Here we go again. The inclusion criteria for the October 28 Republican presidential debate hosted by CNBC have been released, and the threshold for the “main event” is again national polling data. But this time there is no top-ten cutoff, but simply a 2.5% average standing requirement in clearly identified polls (by NBC, ABC, CBS, Fox, CNN and Bloomberg) released between September 17 and October 21. There will again be a kiddie-table debate just prior to the main event, and you’ll need a 1% average in the same polls to qualify for that.
According to a Politico analysis, If the criteria were implemented right now, ten candidates would qualify for the main event: Trump, Carson, Fiorina, Rubio, Cruz, Bush, Kasich, Huckabee, Christie and Paul. Paul, however, is hanging on by his fingernails, and Christie and Huck are not out of danger, either. For the kiddie table, Jindal and Santorum seem to be locks, with Graham and Pataki in considerable danger of not making the 1% cutoff.
Expect the whining to begin directly if any candidate looks likely to fall below either threshold. But I doubt any of these birds has the kind of pan-GOP pull Carly Fiorina enjoyed as the designated non-piggy Hillary-Slayer that got the rules bent for her prior to the last debate.

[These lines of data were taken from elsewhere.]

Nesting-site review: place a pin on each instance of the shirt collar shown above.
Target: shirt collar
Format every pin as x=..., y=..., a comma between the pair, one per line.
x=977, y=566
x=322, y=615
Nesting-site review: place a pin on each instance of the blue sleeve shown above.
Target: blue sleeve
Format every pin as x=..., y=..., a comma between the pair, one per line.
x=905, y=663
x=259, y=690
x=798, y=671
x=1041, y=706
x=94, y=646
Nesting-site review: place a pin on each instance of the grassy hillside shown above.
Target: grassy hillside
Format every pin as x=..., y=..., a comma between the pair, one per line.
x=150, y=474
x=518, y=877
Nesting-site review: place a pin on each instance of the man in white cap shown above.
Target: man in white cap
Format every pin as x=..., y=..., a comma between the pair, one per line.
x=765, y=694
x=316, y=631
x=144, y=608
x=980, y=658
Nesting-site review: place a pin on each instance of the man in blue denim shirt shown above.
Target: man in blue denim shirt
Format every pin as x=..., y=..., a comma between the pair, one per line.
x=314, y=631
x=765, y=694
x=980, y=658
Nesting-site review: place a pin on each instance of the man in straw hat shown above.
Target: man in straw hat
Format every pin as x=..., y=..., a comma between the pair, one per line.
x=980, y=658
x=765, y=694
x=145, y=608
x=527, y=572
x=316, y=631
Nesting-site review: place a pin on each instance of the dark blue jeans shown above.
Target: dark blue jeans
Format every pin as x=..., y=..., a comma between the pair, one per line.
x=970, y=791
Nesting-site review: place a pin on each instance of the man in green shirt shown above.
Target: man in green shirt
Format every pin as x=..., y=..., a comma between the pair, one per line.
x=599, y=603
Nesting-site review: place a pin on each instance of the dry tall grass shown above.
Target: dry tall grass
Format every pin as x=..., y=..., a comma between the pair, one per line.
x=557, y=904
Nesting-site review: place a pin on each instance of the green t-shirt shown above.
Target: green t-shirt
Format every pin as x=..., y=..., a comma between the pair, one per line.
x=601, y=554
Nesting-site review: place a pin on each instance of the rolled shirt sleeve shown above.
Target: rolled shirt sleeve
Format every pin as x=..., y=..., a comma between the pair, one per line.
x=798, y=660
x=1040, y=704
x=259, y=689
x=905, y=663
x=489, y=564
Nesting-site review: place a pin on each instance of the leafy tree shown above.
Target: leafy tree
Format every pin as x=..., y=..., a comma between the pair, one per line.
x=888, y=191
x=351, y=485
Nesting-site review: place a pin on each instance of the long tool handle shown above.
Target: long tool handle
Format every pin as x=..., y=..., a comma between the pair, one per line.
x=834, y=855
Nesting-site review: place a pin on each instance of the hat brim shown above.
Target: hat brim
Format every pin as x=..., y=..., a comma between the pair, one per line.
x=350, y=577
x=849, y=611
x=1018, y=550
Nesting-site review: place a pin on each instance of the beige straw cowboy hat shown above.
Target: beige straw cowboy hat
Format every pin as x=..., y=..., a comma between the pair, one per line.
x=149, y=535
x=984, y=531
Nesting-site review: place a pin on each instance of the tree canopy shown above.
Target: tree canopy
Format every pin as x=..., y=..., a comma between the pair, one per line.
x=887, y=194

CNBC hasn’t said too much about the debate format, other than this:
The debate has been branded as the “Your Money, Your Vote” debate, with a focus on the economy, job growth, taxes, technology, retirement and the health of our national economy. CNBC anchors John Harwood, Carl Quintanilla and Becky Quick will moderate, with Rick Santelli, Sharon Epperson and Jim Cramer asking additional questions.
Yes, that Rick Santelli. If as usual I’m live-blogging the debate, I’ll have to stop typing long enough to hiss at the TV screen every time that self-righteous Tea Father appears.